[Gluster-users] replica recovery scenario

Wed Apr 2 13:20:20 UTC 2014

Dear all,
I have QEMU-1.5.3 with libgfapi on glusterfs 3.4.2
Glusterfs is replica 2 volume.

Assume I have several running VMs and one of the replica bricks goes
down. Is it possible to fully recover gluster without ever touching VMs
operation? Let me elaborate on that:

1) As I understand glusterfs client internals when VM drive backed by
gfapi connects to glusterfs volume, it creates two connections to both
replica bricks and sends i/o commands to both. Is that true?
2) When one of replica bricks goes down, what happens with VM i/o?
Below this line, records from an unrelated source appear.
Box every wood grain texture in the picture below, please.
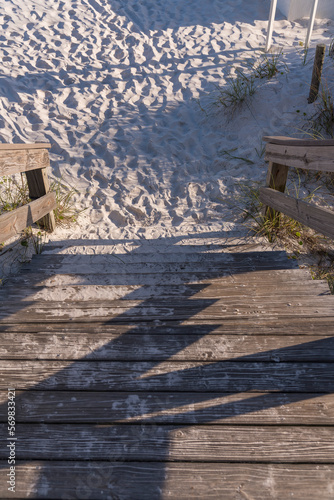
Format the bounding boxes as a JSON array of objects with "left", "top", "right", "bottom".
[
  {"left": 1, "top": 462, "right": 334, "bottom": 500},
  {"left": 0, "top": 281, "right": 329, "bottom": 302},
  {"left": 264, "top": 142, "right": 334, "bottom": 172},
  {"left": 25, "top": 168, "right": 56, "bottom": 231},
  {"left": 263, "top": 135, "right": 334, "bottom": 147},
  {"left": 0, "top": 424, "right": 333, "bottom": 462},
  {"left": 0, "top": 360, "right": 332, "bottom": 392},
  {"left": 0, "top": 143, "right": 51, "bottom": 150},
  {"left": 1, "top": 316, "right": 333, "bottom": 335},
  {"left": 0, "top": 192, "right": 56, "bottom": 243},
  {"left": 0, "top": 391, "right": 332, "bottom": 425},
  {"left": 308, "top": 44, "right": 326, "bottom": 104},
  {"left": 259, "top": 187, "right": 334, "bottom": 239},
  {"left": 0, "top": 296, "right": 332, "bottom": 323},
  {"left": 6, "top": 268, "right": 311, "bottom": 287},
  {"left": 0, "top": 148, "right": 50, "bottom": 176},
  {"left": 0, "top": 243, "right": 332, "bottom": 497},
  {"left": 0, "top": 333, "right": 333, "bottom": 361},
  {"left": 22, "top": 249, "right": 293, "bottom": 269}
]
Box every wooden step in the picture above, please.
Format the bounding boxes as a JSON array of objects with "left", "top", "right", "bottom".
[
  {"left": 1, "top": 317, "right": 333, "bottom": 334},
  {"left": 1, "top": 360, "right": 332, "bottom": 392},
  {"left": 0, "top": 333, "right": 333, "bottom": 361},
  {"left": 0, "top": 462, "right": 333, "bottom": 500},
  {"left": 0, "top": 391, "right": 332, "bottom": 425},
  {"left": 0, "top": 280, "right": 329, "bottom": 302},
  {"left": 1, "top": 296, "right": 332, "bottom": 323},
  {"left": 20, "top": 253, "right": 296, "bottom": 275},
  {"left": 0, "top": 424, "right": 333, "bottom": 462},
  {"left": 6, "top": 268, "right": 313, "bottom": 287}
]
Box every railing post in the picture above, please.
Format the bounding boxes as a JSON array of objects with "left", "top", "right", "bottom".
[
  {"left": 25, "top": 167, "right": 56, "bottom": 232},
  {"left": 263, "top": 161, "right": 289, "bottom": 223},
  {"left": 308, "top": 44, "right": 326, "bottom": 104}
]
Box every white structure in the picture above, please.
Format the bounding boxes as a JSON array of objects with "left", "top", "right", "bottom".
[
  {"left": 277, "top": 0, "right": 334, "bottom": 21},
  {"left": 266, "top": 0, "right": 334, "bottom": 52}
]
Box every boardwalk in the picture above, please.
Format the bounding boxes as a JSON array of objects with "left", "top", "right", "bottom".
[{"left": 0, "top": 236, "right": 333, "bottom": 499}]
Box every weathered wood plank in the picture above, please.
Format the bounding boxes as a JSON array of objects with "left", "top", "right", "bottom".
[
  {"left": 0, "top": 391, "right": 332, "bottom": 425},
  {"left": 265, "top": 161, "right": 289, "bottom": 192},
  {"left": 265, "top": 142, "right": 334, "bottom": 172},
  {"left": 25, "top": 168, "right": 56, "bottom": 231},
  {"left": 0, "top": 297, "right": 332, "bottom": 323},
  {"left": 0, "top": 361, "right": 332, "bottom": 392},
  {"left": 1, "top": 317, "right": 332, "bottom": 335},
  {"left": 0, "top": 424, "right": 333, "bottom": 462},
  {"left": 0, "top": 148, "right": 50, "bottom": 176},
  {"left": 263, "top": 135, "right": 334, "bottom": 147},
  {"left": 1, "top": 462, "right": 333, "bottom": 500},
  {"left": 0, "top": 281, "right": 329, "bottom": 302},
  {"left": 29, "top": 251, "right": 291, "bottom": 265},
  {"left": 0, "top": 192, "right": 56, "bottom": 243},
  {"left": 0, "top": 143, "right": 51, "bottom": 150},
  {"left": 18, "top": 260, "right": 298, "bottom": 276},
  {"left": 5, "top": 268, "right": 311, "bottom": 287},
  {"left": 21, "top": 250, "right": 294, "bottom": 272},
  {"left": 0, "top": 333, "right": 333, "bottom": 361},
  {"left": 259, "top": 187, "right": 334, "bottom": 239},
  {"left": 264, "top": 161, "right": 289, "bottom": 221}
]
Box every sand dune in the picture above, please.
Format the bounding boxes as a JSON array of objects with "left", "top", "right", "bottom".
[{"left": 0, "top": 0, "right": 333, "bottom": 254}]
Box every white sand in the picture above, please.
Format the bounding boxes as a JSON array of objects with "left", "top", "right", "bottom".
[{"left": 0, "top": 0, "right": 334, "bottom": 276}]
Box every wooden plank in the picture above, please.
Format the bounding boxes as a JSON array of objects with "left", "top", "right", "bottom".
[
  {"left": 265, "top": 162, "right": 289, "bottom": 192},
  {"left": 0, "top": 424, "right": 333, "bottom": 462},
  {"left": 0, "top": 360, "right": 332, "bottom": 392},
  {"left": 0, "top": 391, "right": 332, "bottom": 425},
  {"left": 25, "top": 168, "right": 56, "bottom": 231},
  {"left": 1, "top": 317, "right": 333, "bottom": 335},
  {"left": 263, "top": 135, "right": 334, "bottom": 147},
  {"left": 0, "top": 333, "right": 333, "bottom": 361},
  {"left": 0, "top": 148, "right": 50, "bottom": 176},
  {"left": 264, "top": 161, "right": 289, "bottom": 221},
  {"left": 29, "top": 251, "right": 291, "bottom": 265},
  {"left": 0, "top": 297, "right": 332, "bottom": 323},
  {"left": 0, "top": 192, "right": 56, "bottom": 243},
  {"left": 1, "top": 462, "right": 333, "bottom": 500},
  {"left": 17, "top": 259, "right": 298, "bottom": 275},
  {"left": 265, "top": 142, "right": 334, "bottom": 172},
  {"left": 0, "top": 143, "right": 51, "bottom": 150},
  {"left": 259, "top": 187, "right": 334, "bottom": 239},
  {"left": 0, "top": 281, "right": 329, "bottom": 302},
  {"left": 24, "top": 249, "right": 292, "bottom": 267},
  {"left": 6, "top": 268, "right": 312, "bottom": 287}
]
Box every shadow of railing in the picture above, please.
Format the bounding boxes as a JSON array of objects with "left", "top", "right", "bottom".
[{"left": 0, "top": 234, "right": 333, "bottom": 498}]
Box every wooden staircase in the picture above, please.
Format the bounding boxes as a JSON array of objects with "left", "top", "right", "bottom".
[{"left": 0, "top": 237, "right": 333, "bottom": 499}]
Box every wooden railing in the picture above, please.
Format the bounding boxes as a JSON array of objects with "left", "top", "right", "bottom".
[
  {"left": 259, "top": 136, "right": 334, "bottom": 240},
  {"left": 0, "top": 143, "right": 56, "bottom": 243}
]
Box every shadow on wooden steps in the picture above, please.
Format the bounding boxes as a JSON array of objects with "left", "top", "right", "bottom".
[{"left": 0, "top": 235, "right": 333, "bottom": 499}]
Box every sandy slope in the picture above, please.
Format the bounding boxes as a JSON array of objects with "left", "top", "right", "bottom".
[{"left": 0, "top": 0, "right": 333, "bottom": 269}]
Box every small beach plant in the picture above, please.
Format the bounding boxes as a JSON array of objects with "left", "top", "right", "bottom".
[
  {"left": 251, "top": 49, "right": 287, "bottom": 80},
  {"left": 216, "top": 50, "right": 287, "bottom": 114},
  {"left": 216, "top": 69, "right": 257, "bottom": 114}
]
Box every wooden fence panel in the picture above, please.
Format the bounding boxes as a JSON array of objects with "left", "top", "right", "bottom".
[
  {"left": 0, "top": 148, "right": 50, "bottom": 177},
  {"left": 259, "top": 187, "right": 334, "bottom": 239},
  {"left": 265, "top": 143, "right": 334, "bottom": 173},
  {"left": 0, "top": 192, "right": 56, "bottom": 242}
]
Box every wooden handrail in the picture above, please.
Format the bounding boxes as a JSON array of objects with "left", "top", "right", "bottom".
[
  {"left": 260, "top": 137, "right": 334, "bottom": 239},
  {"left": 0, "top": 143, "right": 56, "bottom": 244}
]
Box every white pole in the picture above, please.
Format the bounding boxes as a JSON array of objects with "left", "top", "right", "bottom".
[
  {"left": 305, "top": 0, "right": 319, "bottom": 50},
  {"left": 265, "top": 0, "right": 277, "bottom": 52}
]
Does
stall and wait for failing replica to timeout and then resumes operation
by sending i/o only on one brick or from viewpoint of VM there is no
significant lag?
3)a When admin repairs failed replica brick will VMs automatically
reconnect to previously failed replica brick?
3)b Will autoheal from gfapi client kick in automatically? (Or do I have
to mount volume from fuse and do stat on all files?)
3c) Will autoheal stall running VMs io? (I have heard both yes and no as
an answer and I have found not any definite answer in gluster docs)
4) If I was mistaken in some of abovementioned assumptions, what is best
practise to heal and fully recover gluster replica volume? (By "fully
recover" I mean it will be working even if the other (i.e. during
previous failure working one) replica brick failed)

Thank you

Petr Sudoma